Realtime API: Voice Pitch Change in mid conversation

I am facing some unique problem here.

When i am initiating a session with a specific voice with a Instruction to produce response in Non-English Language (ex: Hindi). Its giving the response however i am facing 2 problem here

  • Pitch changing during midway of ongoing response (ex. first 10 word in Pitch 1 and 2nd 30 word in pitch 2) Sometime it even switches from female to male (high pitch change)
  • Pitch change during conversation messages (message1: Pitch 1 and Message 2: pitch 2)

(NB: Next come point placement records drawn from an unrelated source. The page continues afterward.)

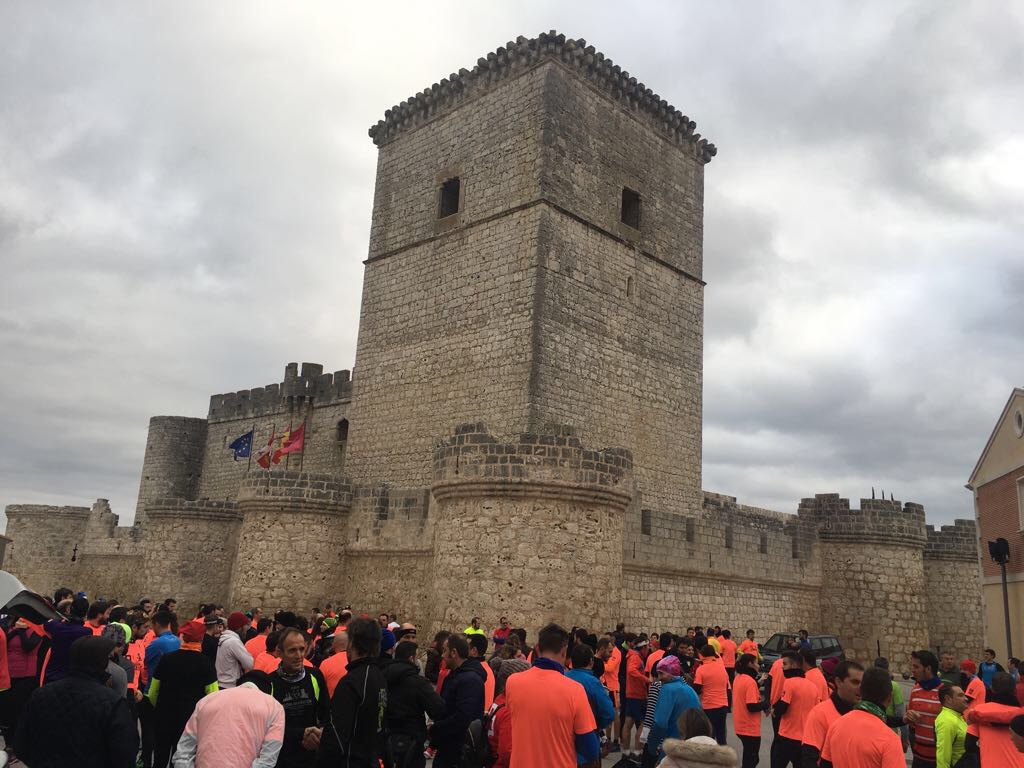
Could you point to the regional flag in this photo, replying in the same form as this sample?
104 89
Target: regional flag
291 442
265 453
243 446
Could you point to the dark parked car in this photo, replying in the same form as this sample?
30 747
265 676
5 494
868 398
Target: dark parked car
824 646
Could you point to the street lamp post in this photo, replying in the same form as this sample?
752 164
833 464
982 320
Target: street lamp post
999 551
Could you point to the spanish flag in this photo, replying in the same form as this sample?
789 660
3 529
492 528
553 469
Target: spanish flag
291 442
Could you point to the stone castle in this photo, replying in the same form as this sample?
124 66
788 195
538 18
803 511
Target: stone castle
521 431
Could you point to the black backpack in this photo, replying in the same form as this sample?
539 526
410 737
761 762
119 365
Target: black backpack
476 751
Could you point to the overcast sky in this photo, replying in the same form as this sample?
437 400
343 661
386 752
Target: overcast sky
185 193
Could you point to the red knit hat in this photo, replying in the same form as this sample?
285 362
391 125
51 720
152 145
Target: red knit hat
194 631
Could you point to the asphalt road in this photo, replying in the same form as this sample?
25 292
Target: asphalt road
766 737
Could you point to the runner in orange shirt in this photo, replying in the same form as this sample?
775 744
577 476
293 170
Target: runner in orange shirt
799 697
861 738
612 657
848 677
728 653
747 707
987 732
750 645
813 674
552 721
635 700
712 682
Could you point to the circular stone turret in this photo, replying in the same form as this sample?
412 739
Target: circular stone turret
292 541
187 551
530 529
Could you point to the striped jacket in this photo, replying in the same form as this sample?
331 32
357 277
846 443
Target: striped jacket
925 699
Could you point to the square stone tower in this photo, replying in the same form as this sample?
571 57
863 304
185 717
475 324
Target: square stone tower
535 260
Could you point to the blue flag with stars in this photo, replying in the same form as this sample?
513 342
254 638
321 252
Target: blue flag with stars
243 446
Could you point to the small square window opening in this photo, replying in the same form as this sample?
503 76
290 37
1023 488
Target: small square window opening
449 198
631 208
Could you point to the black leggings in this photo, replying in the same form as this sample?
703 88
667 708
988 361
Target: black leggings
752 751
717 718
785 752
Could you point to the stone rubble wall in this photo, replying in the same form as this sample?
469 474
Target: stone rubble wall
173 462
189 550
510 520
742 566
43 541
292 540
872 577
322 400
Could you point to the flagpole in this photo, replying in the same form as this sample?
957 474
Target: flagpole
303 454
252 444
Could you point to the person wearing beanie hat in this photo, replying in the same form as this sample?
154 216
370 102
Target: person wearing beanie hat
500 722
987 732
582 660
120 669
242 727
232 658
411 698
1017 732
78 720
180 680
62 635
387 642
674 697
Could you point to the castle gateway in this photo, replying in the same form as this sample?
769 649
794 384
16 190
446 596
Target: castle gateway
521 432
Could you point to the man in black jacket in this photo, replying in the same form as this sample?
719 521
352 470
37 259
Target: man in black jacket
78 720
463 694
410 698
354 735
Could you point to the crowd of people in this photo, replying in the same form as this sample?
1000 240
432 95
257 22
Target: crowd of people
119 687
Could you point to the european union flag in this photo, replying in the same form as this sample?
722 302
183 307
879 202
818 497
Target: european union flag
243 446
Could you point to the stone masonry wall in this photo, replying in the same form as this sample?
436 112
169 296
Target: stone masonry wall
952 578
173 461
445 327
292 540
511 517
873 589
43 541
444 337
733 565
320 399
189 549
111 561
593 147
620 356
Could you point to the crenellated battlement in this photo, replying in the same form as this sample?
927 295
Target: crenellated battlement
521 54
330 492
878 520
46 510
309 384
473 454
956 542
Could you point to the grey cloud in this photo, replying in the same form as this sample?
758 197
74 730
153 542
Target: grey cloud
185 197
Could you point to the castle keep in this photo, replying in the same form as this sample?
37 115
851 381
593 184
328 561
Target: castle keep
521 430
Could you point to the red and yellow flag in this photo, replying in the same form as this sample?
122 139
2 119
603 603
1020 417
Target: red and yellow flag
291 442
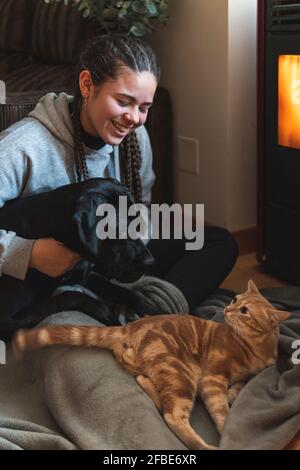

Please suggest the workaround

Model: gpt-4o-mini-realtime-preview-2024-12-17 & gpt-4o-realtime-preview-2024-12-17

Thank you

Did you find a workaround @dev_ivoz ? We see the same issue with these APIs. Pitch changing.

I do not see this with gpt-realtime or the new gpt-realtime-mini https://platform.openai.com/docs/models/gpt-realtime-mini

but I am only using western languages.

Hi, We are facing the same problem, it seems to change voice constantly. By any chance anyone found a solution?

I’ve started this issue with a specific agent. Huge changes in the tone and pitch within single sentences.

This agent has a more complex prompt that the other agents I have deployed.

Hi,

Do you have a code snippet that will reproduce the pitch changing behaviour?

We are not seeing this mid-sentence but between responses. The voice sounds so dissimilar that it sounds like a different “person” speaking and is very jarring. This issue got much worse around the same time that gpt-realtime-2 was announced and continues to be a problem.